A lot of the Victorian era tech worked just fine. It was, by the standards of 130 years in the future, heavy, expensive, mechanically more complex than it needed to be, full of expensive parts that had to be manufactured as milled steel forgings and hand fitted, and often required a second crew member to sit there feed the cloth belt of ammo into it by hand to keep it from twisting and misfeeding–but that was okay, he was an extra pair of hands when it was time to reload or pour more water into the barrel jacket. But it worked just fine.
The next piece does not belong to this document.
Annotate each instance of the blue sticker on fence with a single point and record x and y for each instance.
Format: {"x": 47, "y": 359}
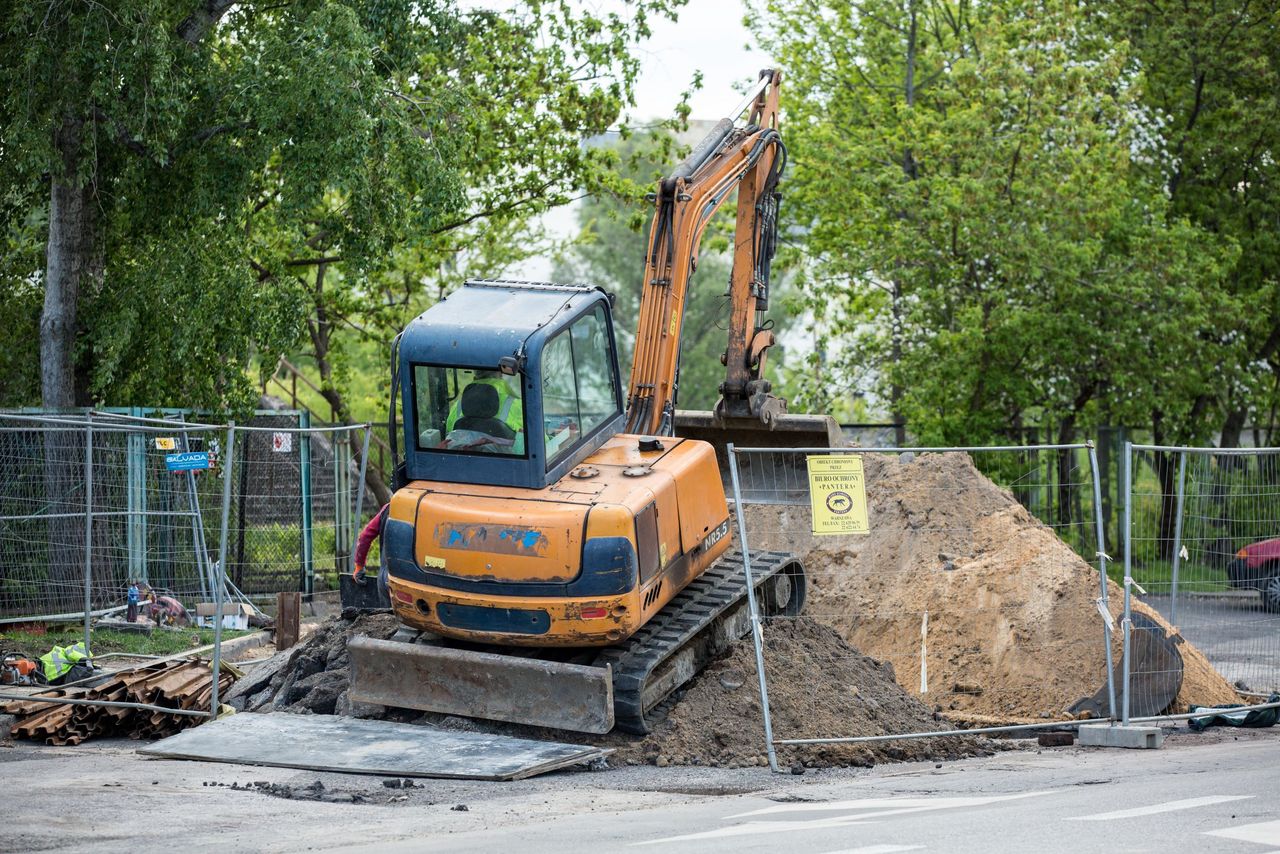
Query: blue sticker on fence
{"x": 192, "y": 461}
One of John Moses Browning’s toolroom prototype M1911s at the Army trials in 1910 fired six thousand rounds in one day with zero failures to fire or stoppages of any kind and zero parts breakage–not stopping to clean or lubricate it, and dunking it into a barrel of rain water whenever it became too hot to hold, then shaking the water out of it and continuing to shoot. Another prototype M1911 fired eighteen thousand rounds over the course of several days with the sole malfunctions resulting from dud primers or deliberately damaged, crumpled cartridges that would not fit into the chamber, with, again, no parts breakage. This with whale oil and lard as lubricants–only applied before the test began. That’s better than some current production HKs do–in 2010 the guys at pistol-training.com did a 10,000 round torture test of an HK P30 in 9mm and had at the end broken no fewer than seven (7) parts, though to be fair none of them shut down the gun completely, they just caused problems with things like the decocker, or the mag catch.